The first part of this thesis reexamines the long-standing hypothesis that ion-acoustic turbulence (IAT) provides the anomalous resistivity, potentially responsible for fast, collisionless magnetic reconnection. Using first-principles Vlasov-Poisson simulations, we show that IAT-driven resistivity is transient and weak, insufficient to sustain reconnection electric fields or regulate outflows, thereby ruling out IAT as a possible source of anomalous resistivity for reconnection events.
The remainder of the thesis focuses on reconnection-mediated decaying turbulence below the ion scale. To understand magnetic reconnection in this regime, we develop the first analytical theory of magnetic reconnection in sub-ion scales, which predicts reconnection rates that increase with decreasing structure size. These predictions are verified through gyrofluid and fully kinetic particle-in-cell (PIC) simulations across a range of values of plasma $\beta$ and system sizes, establishing the first self-consistent theoretical framework for reconnection below ion scales.
Building on this foundation, we investigate the interplay between magnetic reconnection and turbulence in strongly magnetized, low-$\beta$ plasmas. We show that sub-ion-scale reconnection-mediated turbulence differs fundamentally from its magnetohydrodynamic (MHD) counterpart. A new, time-dependent scaling theory of the sub-ion energy inverse cascade is derived and validated through gyrokinetic-reduced simulations, revealing that small-scale magnetic structures can undergo successive coalescence, enabling magnetic energy to transfer inversely toward system-size scales.

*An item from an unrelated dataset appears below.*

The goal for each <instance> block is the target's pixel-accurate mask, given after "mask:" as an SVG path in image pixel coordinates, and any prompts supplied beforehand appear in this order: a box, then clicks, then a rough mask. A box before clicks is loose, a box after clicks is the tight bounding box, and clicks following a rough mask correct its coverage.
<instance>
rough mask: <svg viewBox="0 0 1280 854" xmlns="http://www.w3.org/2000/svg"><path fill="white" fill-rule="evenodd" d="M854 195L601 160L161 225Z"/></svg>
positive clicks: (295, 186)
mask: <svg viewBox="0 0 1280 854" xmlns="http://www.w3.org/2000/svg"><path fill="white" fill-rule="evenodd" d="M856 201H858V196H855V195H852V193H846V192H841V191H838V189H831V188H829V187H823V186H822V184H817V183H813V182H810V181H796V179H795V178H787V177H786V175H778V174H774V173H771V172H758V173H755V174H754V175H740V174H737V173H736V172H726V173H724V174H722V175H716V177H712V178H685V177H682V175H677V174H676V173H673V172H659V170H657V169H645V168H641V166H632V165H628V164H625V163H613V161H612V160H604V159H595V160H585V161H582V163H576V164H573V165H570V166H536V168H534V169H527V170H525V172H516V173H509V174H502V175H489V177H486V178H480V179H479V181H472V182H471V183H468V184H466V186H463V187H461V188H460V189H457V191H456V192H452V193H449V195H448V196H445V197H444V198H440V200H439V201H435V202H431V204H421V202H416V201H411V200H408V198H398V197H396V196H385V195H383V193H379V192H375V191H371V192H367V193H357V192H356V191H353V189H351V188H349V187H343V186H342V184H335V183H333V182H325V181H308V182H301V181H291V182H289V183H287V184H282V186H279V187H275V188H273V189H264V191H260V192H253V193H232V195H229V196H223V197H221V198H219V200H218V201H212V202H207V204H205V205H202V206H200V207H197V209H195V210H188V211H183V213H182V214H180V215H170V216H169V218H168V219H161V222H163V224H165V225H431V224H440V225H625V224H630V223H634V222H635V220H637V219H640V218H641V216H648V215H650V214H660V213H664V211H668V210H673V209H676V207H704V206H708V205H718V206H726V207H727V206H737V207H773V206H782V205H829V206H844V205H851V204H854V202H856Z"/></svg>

Finally, we extend the study of decaying turbulence to the high-$\beta$, weakly magnetized regime relevant to magnetogenesis problem. PIC simulations initialized with magnetic fields relevant to a Weibel-saturated state demonstrate that pressure-anisotropy-driven microinstabilities, particularly the firehose instability, remove magnetic tension, suppress reconnection-mediated coalescence, and ultimately arrest the inverse cascade. This identifies a microphysical mechanism that limits the growth of large-scale magnetic fields from small-scale seeds and delineates the plasma conditions under which inverse transfer is either inhibited or permitted.
Together, these studies elucidate how kinetic turbulence, microinstabilities, and electron-scale reconnection collectively determine energy dissipation pathways and magnetic-field evolution in weakly collisional plasmas. The results have broad implications for heliospheric, magnetospheric, and astrophysical systems, including solar wind turbulence, planetary magnetotail dynamics, intracluster-medium heating, and the origin of cosmic magnetic fields.